Is the public option really dead? Probably.I don't either, and the Democrats have gotten crushed in the PR battle. So now what?
Perhaps the better question is whether the public option was ever really 'alive', meaning that it ever had enough votes to pass both the House and the Senate. We estimated based on committee votes that a bill containing a fairly weak public option -- like the one approved by the House's Energy and Commerce Committee -- would be a favorite to pass the House but probably only by a slim margin, with between 220-225 votes for passage (a minimum of 218 are required). And arguably, the conditions have worsened somewhat for health care reform since the Commerce Committee's compromise passed on July 31st.
It's the Senate side, though, where the public option was encountering most of its difficulties. Only 37 Senators, according to the whip count at Howard Dean's website, were firmly on board with the public option, whereas at least a few Democrats (Mary Landrieu, Joe Lieberman, Kent Conrad) had stipulated their opposition to it. There were nevertheless a number of scenarios under which one can imagine a bill with a public option having passed -- Lieberman, Landrieu, et. al. might be nominally opposed to a public option, but is their opposition so firm that they would vote to filibuster any bill that contained one?
The White House has evidently concluded that this is a real threat. I don't see any real obvious reason to doubt their assessment. For those who have come to a different conclusion, I'm all ears -- give me a detailed, practical (not theoretical) scenario by which a bill containing a public option passes both chambers and gets the President's signature. But I don't see it.
Is a bill without a public option worth passing (if you're a Democrat)? From a near-term political standpoint, almost certainly yes. Bill Clinton suggested on Thursday that the President's approval rating would get a five-point boost the moment that health care legislation passed with his signature. I don't know if that's exactly right, but this is certainly a better scenario for Democrats than the world in which health care reform fails and they're getting blamed by pretty much everybody and have nothing much to run on in 2010.I can see that. Nate goes on to say that progressives still need to fight for a solid bill that has no public option, but that's going to be all but difficult. As I've said time and time again, the goal for Republicans here is no bill whatsoever. They will not stop until it's dead, and it behooves Democrats to remember the reality of the situation.
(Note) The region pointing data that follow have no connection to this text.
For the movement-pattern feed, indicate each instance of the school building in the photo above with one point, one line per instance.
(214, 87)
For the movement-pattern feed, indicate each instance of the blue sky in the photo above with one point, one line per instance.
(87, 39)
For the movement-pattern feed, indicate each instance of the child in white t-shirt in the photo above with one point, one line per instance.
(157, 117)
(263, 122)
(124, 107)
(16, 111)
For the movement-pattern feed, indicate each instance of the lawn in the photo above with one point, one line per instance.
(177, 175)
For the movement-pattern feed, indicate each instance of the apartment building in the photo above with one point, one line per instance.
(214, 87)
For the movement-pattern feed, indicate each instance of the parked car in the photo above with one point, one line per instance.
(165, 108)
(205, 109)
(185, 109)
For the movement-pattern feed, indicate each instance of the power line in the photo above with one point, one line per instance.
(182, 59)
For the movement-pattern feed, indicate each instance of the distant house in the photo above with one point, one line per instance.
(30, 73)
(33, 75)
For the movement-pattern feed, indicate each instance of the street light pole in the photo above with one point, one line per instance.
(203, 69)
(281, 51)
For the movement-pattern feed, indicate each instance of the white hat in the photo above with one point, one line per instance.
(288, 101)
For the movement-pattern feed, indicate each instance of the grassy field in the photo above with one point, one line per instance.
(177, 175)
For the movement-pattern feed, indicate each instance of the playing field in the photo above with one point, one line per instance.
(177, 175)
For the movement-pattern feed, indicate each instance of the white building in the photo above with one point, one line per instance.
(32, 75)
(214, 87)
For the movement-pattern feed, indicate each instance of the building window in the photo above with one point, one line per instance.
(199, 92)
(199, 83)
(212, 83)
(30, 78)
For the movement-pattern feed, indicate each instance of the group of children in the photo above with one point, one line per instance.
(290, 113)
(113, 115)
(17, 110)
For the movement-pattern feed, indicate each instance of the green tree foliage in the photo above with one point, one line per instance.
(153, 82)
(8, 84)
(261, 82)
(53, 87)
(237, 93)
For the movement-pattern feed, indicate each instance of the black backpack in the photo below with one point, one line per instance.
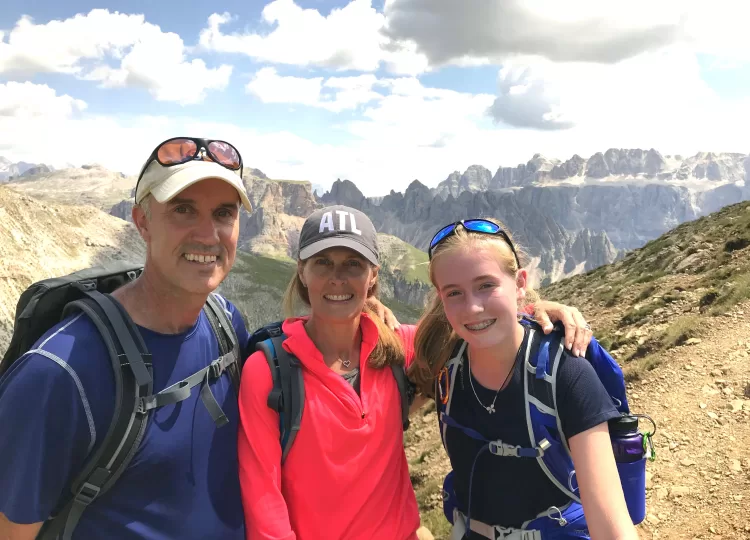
(287, 397)
(46, 303)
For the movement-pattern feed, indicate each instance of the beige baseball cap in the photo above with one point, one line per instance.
(166, 182)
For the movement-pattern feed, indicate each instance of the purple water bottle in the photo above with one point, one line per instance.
(628, 448)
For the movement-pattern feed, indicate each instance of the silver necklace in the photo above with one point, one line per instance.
(491, 407)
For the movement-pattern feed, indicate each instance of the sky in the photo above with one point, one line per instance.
(380, 92)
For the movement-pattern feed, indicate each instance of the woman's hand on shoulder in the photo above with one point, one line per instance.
(599, 484)
(577, 331)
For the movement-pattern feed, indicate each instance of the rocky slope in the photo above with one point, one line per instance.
(676, 316)
(705, 170)
(10, 170)
(91, 184)
(39, 239)
(415, 215)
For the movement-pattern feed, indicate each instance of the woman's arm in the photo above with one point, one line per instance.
(599, 483)
(259, 455)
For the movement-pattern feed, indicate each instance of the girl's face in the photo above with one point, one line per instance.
(337, 281)
(480, 298)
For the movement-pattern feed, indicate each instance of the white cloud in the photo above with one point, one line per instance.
(83, 45)
(451, 32)
(348, 38)
(27, 100)
(270, 87)
(335, 94)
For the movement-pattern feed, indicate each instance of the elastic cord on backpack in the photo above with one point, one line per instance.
(471, 484)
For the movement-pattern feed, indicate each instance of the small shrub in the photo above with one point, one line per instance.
(708, 298)
(681, 330)
(733, 244)
(645, 293)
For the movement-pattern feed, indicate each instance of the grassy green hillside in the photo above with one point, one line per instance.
(656, 297)
(257, 283)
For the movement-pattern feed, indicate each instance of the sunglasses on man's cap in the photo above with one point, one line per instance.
(180, 150)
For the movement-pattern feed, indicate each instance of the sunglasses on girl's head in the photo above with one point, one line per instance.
(482, 226)
(183, 149)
From a long-term political standpoint, some of the less effective versions of the House and Senate bills could create problems for Democrats down the road. For example, I've argued that the compromise floated by Max Baucus's Senate Finance Committee could wind up making quite a few folks upset, since it contains rather ungenerous subsidies and an individual mandate but no public option and no true employer mandate. If your employer drops your health coverage a few years hence and you have to buy an expensive plan on your own without much help from the government, you're probably going to be fairly peeved about the country having spent $900 billion to put you in this predicament. Hopefully, if the Democrats are giving up on the public option, they're at least getting something for their willingness to compromise, such as a stronger employer mandate and more aggressive regulations on insurance premiums.
Forget politics for a moment -- what about from a policy standpoint? The fundamental accomplishments of a public option-less bill would be to (1) ensure that no American could be denied coverage because of a pre-existing condition or because they became sick; (2) subsidize health insurance coverage for millions of poor and middle-class Americans.
These are major, major accomplishments. Arguably, they are accomplished at too great a cost. But let's look at it like this. The CBO estimates that the public option would save about $150 billion over the next ten years -- that's roughly $1,100 for every taxpayer. I'm certainly not thrilled to have to pay an additional $1,100 in taxes because some Blue Dog Democrats want to placate their friends in the insurance industry. But I think the good in this health care bill -- the move toward universal-ish coverage, the cost-control provisions -- is worth a heck of a lot more than $1,100.
But the Republicans and the insurance industry have proven they can definitely damage the bill, if not wound it badly. Getting it back on track is going to take a hell of an effort, and so far the Democrats have not shown they have what it takes.
We'll see. At this point something has to pass or Obama's done and so are the Dems. But if something DOES pass, the Republicans are ruined.
The real battle is about to get underway.